Update (July 28, 2017): A Minnesota lawyer and Hawaiian dance performer (along with her father) was allegedly spied on while changing costumes at a company party apparently hosted by Empire Entertainment, L.L.C., d/b/a The Pourhouse. Ew. If this person wants to bring a lawsuit in connection with this invasion of privacy, must she go forward under her own name, effectively publicizing a private and humiliating experience? Yes. So held the Minnesota Court of Appeals and the Minnesota Supreme Court recently denied “Ms. Doe’s” petition for further review (here is Ms. Doe’s petition). It seems that our legal system adds injury to injury sometimes. On the other hand, as discussed in the original post below, allowing anonymity broadly in our public dispute resolution system (that is, our court system) poses its own risk of serious injury to innocent parties.
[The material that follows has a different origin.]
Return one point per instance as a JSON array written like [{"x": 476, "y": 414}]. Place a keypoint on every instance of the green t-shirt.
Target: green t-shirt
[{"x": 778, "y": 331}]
Original post (April 25, 2016): Savor the irony of an exhibitionist seeking to bring a lawsuit anonymously. Exquisite, is it not? “Mr. P” repeatedly and compulsively exhibits his private parts but, actually, he’s otherwise a very private person. So he hopes to conceal his name when suing his former employer for firing him on account of his exhibitionism?
We call this “chutzpah.”
Common sense dictates that the disclosure of the identity of this plaintiff is not protected by any statute or rule of court and would be no more detrimental than disclosure of the identity of the doctor accused of sexual impropriety in Coe v. United States District Court, 676 F.2d 411 (10th Cir. 1982), or of the alcoholic plaintiff in Doe v. Frank, 951 F.2d 320 (11th Cir. 1992). Cf. Clowes v. Terminix International, Inc., 109 N.J. 575, 538 A.2d 794 (1988) (plaintiff who successfully argued that alcoholism is a “handicap” under the LAD proceeded under his true name).
Our state and federal court systems are open and public. That is the default rule throughout the United States. That is a bedrock premise of our justice system.
In Minnesota, I am unaware of any rule or law that permits filing a complaint anonymous as a matter of right. The Minnesota Rules of Juvenile Protection Procedure provide a mechanism for anonymity “if a party is endangered.” Minn. R. Juv. Protect. 21.03. But, though rules do not widely allow it, using “John Doe” or initials for some civil litigation plaintiffs is not uncommon in Minnesota. In fact, it is common in family law cases. Understandably so. The privacy interests can be immense; the public importance can be zero. And most of the time, no one objects — none of the litigants, no members of the press, and none of the public.
But there can be a significant problem and a risk in allowing civil litigants to cloak their identities in lawsuits.
Court pleadings are given absolute immunity. “Defamatory matter published in the due course of a judicial proceeding is absolutely privileged and will not support a civil action for defamation even if made maliciously and with knowledge of its falsehood.”
Combining absolute immunity with anonymity opens up our court system to the risk of terrible abuse. Out of despair, stupidity, or vindictiveness, a person could cause serious damage to the reputation of a business or another person. A person could use the court system for extortions without recourse. If our system casually allows people to use the court system to attack someone else’s reputation anonymously, the victim would have absolutely no legal recourse. The defamers would not even have their own reputations in play for their destructive and false accusations.